Mitochonic acid‐5 attenuates TNF‐α‐mediated neuronal inflammation via activating Parkin‐related mitophagy and augmenting the AMPK–Sirt3 pathways

Mitochondrial dysfunction has been found to be associated with neuronal inflammation; however, no effective drug is available to attenuate neuroinflammation via sustaining mitochondrial function. In the current study, experiments were performed to understand the beneficial effects of mitochonic acid 5 (MA‐5) on tumor necrosis factor‐α (TNF‐α)‐mediated neuronal injury and mitochondrial damage. Our data illustrated that MA‐5 pretreatment reduced inflammation response induced by TNF‐α in CATH.a cells. Molecular investigations demonstrated that MA‐5 pretreatment repressed oxidative stress, inhibited endoplasmic reticulum stress, sustained cellular energy metabolism, and blocked cell apoptosis induced by TNF‐α stress. Further, we found that MA‐5 treatment elevated the expression of Sirtuin 3 (Sirt3) and this effect was dependent on the activation of AMP‐activated protein kinase (AMPK) pathway. Blockade of AMPK abolished the promotive action of MA‐5 on Sirt3 and thus mediated mitochondrial damage and cell death. Besides, we also found that MA‐5 treatment augmented Parkin‐related mitophagy and increased mitophagy promoted CATH.a cells survival via improving mitochondrial function.
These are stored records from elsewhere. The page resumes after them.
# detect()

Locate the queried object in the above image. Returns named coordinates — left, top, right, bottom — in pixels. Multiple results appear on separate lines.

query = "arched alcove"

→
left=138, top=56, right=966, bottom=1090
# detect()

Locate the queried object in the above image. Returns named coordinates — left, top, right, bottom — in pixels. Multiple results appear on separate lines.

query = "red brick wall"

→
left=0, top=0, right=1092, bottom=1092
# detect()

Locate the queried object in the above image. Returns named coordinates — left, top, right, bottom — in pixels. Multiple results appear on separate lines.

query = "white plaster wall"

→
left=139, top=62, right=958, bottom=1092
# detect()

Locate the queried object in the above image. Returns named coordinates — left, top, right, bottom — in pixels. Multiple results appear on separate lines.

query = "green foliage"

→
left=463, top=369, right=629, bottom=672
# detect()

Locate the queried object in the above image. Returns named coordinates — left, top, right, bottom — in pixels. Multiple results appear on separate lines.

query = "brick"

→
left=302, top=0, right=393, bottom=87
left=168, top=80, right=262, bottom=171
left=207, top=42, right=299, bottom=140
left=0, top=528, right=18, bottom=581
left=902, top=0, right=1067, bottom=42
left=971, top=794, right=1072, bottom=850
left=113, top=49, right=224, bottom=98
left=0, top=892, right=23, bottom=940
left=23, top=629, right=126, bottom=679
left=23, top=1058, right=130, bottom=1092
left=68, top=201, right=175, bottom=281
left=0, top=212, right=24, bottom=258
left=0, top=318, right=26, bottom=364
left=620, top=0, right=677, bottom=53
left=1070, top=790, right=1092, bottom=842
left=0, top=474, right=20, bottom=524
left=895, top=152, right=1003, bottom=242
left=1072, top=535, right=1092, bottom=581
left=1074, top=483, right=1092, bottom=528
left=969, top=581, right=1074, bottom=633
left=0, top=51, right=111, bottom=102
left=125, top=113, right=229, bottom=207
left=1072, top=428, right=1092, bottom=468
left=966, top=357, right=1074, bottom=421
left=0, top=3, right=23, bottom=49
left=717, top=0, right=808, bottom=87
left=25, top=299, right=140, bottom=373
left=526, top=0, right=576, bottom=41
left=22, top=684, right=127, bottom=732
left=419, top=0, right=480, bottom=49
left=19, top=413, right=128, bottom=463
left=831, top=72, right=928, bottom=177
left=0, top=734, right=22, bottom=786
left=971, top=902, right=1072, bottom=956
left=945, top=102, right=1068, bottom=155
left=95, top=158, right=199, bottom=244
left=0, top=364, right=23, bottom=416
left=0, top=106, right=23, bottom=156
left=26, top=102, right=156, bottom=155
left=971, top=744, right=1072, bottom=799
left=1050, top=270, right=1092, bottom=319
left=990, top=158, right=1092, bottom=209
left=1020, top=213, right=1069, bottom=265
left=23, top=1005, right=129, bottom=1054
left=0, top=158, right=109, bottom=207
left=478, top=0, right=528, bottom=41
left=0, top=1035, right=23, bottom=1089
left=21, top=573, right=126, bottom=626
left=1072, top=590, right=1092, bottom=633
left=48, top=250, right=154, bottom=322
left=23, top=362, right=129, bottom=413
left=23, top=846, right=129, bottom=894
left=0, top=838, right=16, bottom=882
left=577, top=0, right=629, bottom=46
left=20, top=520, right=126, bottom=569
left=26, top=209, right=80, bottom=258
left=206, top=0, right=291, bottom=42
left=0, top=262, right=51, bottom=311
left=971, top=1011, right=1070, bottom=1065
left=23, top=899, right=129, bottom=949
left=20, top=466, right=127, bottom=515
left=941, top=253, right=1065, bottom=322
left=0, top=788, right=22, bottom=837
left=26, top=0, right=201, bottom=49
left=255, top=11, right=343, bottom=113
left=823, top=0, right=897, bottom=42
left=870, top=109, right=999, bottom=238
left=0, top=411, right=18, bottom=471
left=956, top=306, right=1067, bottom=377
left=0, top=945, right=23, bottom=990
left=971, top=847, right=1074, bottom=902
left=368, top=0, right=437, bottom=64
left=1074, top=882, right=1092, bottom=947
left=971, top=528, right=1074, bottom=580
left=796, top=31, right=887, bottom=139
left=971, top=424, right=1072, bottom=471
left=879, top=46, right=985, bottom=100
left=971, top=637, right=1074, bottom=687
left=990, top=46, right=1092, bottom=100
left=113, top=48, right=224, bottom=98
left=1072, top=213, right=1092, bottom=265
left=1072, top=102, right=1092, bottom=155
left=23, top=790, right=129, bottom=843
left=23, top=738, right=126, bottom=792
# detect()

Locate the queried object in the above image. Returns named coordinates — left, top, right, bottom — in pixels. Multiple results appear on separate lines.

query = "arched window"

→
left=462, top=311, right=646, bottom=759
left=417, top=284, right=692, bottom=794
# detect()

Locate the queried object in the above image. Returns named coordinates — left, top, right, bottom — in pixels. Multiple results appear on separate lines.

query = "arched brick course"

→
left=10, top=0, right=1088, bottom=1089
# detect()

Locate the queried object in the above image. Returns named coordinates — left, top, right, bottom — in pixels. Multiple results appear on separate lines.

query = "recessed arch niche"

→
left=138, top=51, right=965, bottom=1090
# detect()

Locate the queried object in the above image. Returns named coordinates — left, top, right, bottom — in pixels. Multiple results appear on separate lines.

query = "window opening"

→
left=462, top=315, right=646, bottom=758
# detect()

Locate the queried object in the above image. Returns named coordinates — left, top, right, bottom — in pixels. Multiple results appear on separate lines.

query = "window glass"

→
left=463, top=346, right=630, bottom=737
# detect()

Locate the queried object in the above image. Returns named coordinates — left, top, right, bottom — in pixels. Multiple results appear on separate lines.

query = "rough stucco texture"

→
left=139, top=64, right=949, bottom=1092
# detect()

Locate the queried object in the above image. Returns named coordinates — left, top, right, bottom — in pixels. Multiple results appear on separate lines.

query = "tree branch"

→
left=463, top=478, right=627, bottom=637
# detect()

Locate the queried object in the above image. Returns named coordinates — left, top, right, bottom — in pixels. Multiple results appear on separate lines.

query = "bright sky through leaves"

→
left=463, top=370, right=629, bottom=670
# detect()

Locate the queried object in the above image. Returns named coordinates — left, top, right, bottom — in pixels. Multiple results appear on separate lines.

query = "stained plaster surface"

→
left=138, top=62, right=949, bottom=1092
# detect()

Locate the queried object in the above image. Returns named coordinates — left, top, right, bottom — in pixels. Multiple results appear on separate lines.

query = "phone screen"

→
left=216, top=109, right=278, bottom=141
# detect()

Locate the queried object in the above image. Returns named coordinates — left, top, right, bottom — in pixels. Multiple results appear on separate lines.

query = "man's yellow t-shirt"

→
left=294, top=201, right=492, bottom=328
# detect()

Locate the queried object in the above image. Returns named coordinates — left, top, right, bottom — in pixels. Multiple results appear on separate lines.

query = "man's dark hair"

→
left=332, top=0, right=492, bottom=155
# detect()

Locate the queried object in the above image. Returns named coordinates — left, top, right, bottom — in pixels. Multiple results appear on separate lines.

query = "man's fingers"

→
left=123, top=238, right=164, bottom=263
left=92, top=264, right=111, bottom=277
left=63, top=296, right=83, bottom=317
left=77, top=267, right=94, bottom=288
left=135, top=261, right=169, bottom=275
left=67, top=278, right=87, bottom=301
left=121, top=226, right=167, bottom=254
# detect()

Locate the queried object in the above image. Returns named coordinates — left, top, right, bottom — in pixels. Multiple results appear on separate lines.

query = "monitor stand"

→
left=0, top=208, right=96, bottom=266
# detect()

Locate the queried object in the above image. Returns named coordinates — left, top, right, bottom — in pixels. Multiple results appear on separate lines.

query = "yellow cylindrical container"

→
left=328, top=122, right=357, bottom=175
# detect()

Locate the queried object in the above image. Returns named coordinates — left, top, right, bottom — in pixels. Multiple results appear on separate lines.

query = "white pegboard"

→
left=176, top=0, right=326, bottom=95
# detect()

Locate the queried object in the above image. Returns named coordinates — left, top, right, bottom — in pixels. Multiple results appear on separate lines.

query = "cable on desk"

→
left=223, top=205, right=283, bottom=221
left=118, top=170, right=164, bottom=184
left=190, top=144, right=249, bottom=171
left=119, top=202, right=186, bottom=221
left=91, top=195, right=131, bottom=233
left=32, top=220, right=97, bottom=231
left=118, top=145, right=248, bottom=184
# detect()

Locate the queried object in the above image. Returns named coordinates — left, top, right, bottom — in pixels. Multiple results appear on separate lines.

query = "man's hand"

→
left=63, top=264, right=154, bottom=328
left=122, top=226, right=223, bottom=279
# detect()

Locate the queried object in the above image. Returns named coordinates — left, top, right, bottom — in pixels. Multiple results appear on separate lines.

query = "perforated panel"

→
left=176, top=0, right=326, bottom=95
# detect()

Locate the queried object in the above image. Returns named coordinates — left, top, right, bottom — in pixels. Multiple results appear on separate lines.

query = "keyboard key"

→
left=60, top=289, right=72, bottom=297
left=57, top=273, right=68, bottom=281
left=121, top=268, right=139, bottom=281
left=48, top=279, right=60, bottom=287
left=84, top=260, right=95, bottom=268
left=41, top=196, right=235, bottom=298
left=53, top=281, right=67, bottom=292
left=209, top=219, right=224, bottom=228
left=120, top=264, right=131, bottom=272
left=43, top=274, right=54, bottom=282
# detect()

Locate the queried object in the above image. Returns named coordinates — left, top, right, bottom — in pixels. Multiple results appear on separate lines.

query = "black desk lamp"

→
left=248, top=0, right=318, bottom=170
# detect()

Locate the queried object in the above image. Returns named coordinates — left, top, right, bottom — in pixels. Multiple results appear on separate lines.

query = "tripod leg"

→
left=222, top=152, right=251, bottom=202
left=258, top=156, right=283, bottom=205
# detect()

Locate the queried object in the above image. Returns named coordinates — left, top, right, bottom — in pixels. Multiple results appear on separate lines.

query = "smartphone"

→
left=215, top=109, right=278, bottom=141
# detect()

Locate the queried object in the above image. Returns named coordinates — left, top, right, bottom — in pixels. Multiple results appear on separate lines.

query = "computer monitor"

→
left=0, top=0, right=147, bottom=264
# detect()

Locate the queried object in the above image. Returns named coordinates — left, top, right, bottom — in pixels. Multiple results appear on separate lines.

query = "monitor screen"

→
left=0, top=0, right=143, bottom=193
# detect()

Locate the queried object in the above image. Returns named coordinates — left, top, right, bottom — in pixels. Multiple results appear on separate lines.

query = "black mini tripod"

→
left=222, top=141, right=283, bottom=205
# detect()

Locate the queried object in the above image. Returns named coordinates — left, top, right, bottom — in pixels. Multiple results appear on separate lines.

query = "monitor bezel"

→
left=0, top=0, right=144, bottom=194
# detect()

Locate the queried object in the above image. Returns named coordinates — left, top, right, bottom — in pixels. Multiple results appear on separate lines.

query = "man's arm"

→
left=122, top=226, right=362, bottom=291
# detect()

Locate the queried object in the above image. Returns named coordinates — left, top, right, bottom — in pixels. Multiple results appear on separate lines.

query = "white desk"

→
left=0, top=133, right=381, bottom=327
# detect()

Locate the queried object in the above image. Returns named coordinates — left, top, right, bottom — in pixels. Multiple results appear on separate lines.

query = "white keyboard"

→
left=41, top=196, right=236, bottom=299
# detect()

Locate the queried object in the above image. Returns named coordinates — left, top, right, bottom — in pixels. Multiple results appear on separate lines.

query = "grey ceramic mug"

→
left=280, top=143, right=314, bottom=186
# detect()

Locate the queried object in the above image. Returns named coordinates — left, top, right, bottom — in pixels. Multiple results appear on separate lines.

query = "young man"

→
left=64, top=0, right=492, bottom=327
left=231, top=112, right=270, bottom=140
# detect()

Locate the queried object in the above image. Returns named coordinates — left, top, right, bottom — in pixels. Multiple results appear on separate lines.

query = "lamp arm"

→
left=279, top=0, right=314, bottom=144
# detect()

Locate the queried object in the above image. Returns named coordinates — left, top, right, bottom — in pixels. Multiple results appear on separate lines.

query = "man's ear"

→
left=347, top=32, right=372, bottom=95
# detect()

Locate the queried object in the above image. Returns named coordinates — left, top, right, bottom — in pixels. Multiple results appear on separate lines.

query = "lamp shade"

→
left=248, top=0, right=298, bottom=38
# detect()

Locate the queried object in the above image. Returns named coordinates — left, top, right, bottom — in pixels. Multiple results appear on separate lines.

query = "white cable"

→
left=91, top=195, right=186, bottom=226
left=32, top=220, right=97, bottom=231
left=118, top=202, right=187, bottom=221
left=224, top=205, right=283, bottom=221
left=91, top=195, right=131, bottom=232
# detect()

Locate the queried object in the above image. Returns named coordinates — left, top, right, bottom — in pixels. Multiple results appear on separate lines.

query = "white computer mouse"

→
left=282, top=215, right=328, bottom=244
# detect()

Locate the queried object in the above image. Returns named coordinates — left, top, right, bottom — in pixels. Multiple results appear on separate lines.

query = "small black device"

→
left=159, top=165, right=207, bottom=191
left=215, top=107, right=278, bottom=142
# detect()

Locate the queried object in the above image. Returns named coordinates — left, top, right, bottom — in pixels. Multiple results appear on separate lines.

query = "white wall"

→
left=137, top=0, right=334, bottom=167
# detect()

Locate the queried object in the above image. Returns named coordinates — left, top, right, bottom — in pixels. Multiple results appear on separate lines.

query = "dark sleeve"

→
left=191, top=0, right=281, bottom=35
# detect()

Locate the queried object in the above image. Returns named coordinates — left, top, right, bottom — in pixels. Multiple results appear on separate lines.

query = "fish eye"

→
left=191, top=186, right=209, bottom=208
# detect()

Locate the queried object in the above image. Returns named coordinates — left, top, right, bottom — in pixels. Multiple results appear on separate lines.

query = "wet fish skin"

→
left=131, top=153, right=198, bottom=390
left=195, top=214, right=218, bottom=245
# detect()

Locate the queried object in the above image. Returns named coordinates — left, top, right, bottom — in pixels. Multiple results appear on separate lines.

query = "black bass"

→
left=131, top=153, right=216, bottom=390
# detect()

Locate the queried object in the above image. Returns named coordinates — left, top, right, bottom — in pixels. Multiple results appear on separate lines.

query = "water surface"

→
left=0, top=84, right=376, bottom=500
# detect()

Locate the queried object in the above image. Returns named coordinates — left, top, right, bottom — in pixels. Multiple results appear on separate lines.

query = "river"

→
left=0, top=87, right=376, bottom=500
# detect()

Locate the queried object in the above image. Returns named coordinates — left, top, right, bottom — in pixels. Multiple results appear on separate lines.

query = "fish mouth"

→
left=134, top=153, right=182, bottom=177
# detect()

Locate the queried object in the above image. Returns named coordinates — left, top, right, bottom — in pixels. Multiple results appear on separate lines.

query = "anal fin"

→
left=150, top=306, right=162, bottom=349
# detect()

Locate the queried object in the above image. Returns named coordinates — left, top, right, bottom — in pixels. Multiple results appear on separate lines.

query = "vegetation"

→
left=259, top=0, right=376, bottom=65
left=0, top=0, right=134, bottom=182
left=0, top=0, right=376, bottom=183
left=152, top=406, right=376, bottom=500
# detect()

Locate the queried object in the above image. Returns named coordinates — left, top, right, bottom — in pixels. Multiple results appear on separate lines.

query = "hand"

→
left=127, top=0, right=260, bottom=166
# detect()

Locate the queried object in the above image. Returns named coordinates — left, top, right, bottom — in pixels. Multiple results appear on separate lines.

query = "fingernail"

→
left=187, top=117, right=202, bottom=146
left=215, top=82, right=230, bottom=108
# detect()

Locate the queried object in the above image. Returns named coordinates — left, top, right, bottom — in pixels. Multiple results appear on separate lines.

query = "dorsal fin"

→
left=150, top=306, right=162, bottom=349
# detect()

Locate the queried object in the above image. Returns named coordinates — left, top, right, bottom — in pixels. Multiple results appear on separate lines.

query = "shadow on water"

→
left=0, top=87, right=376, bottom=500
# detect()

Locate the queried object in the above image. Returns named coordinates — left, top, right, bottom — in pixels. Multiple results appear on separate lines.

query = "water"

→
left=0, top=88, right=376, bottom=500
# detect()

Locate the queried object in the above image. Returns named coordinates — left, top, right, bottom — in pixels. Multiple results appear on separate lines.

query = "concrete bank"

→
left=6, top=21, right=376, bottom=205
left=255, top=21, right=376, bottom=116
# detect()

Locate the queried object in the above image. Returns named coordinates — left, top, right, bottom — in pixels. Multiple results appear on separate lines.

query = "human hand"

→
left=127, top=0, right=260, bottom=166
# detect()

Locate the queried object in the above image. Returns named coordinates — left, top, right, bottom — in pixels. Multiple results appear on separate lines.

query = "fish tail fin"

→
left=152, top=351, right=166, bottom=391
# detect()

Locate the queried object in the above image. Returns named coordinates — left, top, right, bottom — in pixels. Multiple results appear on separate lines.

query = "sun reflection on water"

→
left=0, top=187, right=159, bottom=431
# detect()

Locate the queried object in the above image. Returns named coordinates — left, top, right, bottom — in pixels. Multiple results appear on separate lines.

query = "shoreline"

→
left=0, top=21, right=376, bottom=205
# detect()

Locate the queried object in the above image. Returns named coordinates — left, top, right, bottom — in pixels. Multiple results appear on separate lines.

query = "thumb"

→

Knockdown of Parkin abolished the beneficial action of MA‐5 on mitochondrial homeostasis and CATH.a cell survival. Altogether, our results confirm that MA‐5 is an effective drug to attenuate neuroinflammation via sustaining mitochondrial damage and promoting CATH.a cell survival. The protective action of MA‐5 on neuronal damage is associated with Parkin‐related mitophagy and the activation of AMPK–Sirt3 pathways.